Ilustrasi.
JAKARTA, DDTCNews – Kementerian Keuangan (Kemenkeu) mencatat posisi utang pemerintah hingga 31 Januari 2024 telah mencapai Rp8.253,09 triliun.
Berdasarkan Laporan APBN Kita edisi Februari 2024, menyatakan capaian tersebut membuat rasio utang pemerintah mencapai 38,75%. Rasio utang tersebut lebih tinggi dibandingkan dengan posisi akhir Desember 2023 yang sebesar 38,59%.
"Rasio utang ini masih di bawah batas aman 60% PDB sesuai UU Keuangan Negara, serta lebih baik dari yang telah ditetapkan melalui Strategi Pengelolaan Utang Jangka Menengah 2024-2027 pada kisaran 40%," bunyi laporan APBN Kita, dikutip pada Selasa (27/2/2024).
Pengelolaan portofolio utang berperan besar dalam menjaga kesinambungan fiskal secara keseluruhan Untuk itu, pemerintah akan konsisten mengelola utang secara cermat dan terukur dengan menjaga risiko suku bunga, mata uang, likuiditas, dan jatuh tempo yang optimal.
Pengelolaan utang yang disiplin juga turut menopang asesmen lembaga pemeringkat kredit seperti S&P, Fitch, Moody’s, R&I, dan JCR. Mereka tetap mempertahankan sovereign rating Indonesia pada level investment grade di tengah dinamika ekonomi global dan volatilitas pasar keuangan.
Selaras dengan kebijakan umum pembiayaan utang untuk mengoptimalkan sumber pembiayaan dalam negeri dan memanfaatkan utang luar negeri sebagai pelengkap, mayoritas utang pemerintah berasal dari utang dalam negeri dengan proporsi 71,60%.
Sementara itu, berdasarkan instrumen, komposisi utang pemerintah sebagian besar berupa SBN yang mencapai 88,19%.
Pemerintah juga mengutamakan pengadaan utang menengah-panjang dan mengelola portofolio utang secara aktif.
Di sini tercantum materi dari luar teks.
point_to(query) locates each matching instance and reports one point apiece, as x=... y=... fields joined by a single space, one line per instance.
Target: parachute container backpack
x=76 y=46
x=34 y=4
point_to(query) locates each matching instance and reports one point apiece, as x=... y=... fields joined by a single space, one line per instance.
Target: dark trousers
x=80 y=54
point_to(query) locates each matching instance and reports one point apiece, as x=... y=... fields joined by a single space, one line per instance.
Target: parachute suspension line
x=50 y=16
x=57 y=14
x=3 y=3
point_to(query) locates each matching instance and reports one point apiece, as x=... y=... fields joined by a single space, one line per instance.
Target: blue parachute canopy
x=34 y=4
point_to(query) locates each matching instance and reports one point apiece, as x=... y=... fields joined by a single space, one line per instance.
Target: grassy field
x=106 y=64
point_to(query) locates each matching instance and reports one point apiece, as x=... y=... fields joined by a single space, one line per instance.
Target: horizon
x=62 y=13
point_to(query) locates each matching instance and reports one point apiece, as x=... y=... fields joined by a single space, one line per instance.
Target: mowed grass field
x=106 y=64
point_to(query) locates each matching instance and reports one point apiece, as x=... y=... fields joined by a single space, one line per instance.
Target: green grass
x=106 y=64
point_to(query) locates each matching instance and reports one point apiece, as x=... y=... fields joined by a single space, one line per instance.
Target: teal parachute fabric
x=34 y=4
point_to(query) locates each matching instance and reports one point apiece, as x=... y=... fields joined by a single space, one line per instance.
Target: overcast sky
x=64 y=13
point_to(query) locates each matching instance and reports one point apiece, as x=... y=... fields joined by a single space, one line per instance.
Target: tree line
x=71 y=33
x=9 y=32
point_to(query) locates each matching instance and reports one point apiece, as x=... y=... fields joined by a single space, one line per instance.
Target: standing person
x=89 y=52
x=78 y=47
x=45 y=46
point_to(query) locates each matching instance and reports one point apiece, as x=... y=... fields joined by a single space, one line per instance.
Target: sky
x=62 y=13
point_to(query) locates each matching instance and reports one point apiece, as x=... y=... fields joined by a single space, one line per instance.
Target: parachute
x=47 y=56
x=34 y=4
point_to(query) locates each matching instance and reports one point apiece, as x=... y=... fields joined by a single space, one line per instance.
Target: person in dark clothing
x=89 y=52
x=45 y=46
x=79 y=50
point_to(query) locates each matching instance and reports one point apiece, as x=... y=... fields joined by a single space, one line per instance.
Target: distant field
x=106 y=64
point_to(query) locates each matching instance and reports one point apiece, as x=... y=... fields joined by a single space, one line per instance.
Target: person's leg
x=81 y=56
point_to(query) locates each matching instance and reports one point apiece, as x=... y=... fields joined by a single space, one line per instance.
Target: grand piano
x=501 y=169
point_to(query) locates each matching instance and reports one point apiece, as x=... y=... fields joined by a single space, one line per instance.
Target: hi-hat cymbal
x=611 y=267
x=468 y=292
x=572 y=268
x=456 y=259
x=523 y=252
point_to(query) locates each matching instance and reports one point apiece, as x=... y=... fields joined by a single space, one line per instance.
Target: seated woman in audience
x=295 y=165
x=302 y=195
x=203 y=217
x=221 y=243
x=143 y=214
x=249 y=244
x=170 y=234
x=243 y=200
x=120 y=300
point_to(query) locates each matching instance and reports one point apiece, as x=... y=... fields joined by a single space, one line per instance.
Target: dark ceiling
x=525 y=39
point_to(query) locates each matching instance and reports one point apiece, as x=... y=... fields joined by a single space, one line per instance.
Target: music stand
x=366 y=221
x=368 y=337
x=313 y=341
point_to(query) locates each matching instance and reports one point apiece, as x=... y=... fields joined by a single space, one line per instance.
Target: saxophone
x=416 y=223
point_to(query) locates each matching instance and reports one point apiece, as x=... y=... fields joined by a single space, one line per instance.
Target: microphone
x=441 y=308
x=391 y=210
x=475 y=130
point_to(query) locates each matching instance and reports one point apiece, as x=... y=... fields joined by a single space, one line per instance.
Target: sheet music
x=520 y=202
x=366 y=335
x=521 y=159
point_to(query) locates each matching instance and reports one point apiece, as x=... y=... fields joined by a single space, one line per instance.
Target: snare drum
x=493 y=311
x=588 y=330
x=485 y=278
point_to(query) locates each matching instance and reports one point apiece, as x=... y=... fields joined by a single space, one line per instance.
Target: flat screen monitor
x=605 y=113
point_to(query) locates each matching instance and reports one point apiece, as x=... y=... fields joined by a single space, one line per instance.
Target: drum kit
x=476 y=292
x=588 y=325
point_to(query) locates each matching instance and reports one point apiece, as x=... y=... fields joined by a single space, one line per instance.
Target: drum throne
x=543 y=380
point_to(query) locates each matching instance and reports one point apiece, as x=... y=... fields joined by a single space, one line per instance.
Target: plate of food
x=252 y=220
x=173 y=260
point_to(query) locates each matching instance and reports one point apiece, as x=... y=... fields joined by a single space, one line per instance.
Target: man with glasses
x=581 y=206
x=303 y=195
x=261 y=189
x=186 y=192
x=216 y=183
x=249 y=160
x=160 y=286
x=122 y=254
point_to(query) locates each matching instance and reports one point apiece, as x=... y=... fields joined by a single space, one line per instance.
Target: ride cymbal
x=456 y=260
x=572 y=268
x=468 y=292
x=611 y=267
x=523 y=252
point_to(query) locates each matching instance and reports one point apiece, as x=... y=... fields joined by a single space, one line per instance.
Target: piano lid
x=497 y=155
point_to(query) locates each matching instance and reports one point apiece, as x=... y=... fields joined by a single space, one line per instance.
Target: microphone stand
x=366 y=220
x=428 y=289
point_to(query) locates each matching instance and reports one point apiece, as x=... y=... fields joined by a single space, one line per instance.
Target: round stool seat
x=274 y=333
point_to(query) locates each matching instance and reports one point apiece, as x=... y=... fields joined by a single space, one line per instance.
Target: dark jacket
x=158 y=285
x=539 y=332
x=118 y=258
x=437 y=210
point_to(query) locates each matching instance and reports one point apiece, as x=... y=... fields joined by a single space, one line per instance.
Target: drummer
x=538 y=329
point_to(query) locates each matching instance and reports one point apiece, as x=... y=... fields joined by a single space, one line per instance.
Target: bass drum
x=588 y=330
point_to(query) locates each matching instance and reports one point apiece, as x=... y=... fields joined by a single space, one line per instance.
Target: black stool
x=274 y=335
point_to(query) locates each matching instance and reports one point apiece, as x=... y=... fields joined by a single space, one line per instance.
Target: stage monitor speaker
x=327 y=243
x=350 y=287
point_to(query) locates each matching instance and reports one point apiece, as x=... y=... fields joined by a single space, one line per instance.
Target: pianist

Pada akhir Januari 2024, profil jatuh tempo utang pemerintah terhitung cukup aman dengan rata-rata tertimbang jatuh tempo pada kisaran 8 tahun.
"Pasar surat utang negara (sovereign debt) yang efisien akan meningkatkan daya tahan sistem keuangan Indonesia terhadap guncangan ekonomi dan pasar keuangan," bunyi laporan tersebut.
Sejalan dengan itu, pemerintah berkomitmen untuk mewujudkan pasar SBN domestik yang dalam, aktif, dan likuid guna meningkatkan efisiensi pengelolaan utang dalam jangka panjang.
Salah satu strateginya ialah melalui pengembangan berbagai instrumen SBN, termasuk pula pengembangan SBN tematik berbasis lingkungan (Green Sukuk) dan SDGs (SDG Bond dan Blue Bond).
Pemerintah juga akan mengoptimalkan peranan transformasi digital dalam proses penerbitan dan penjualan SBN untuk membuat pengadaan utang melalui SBN menjadi makin efektif dan efisien, serta kredibel. (rig)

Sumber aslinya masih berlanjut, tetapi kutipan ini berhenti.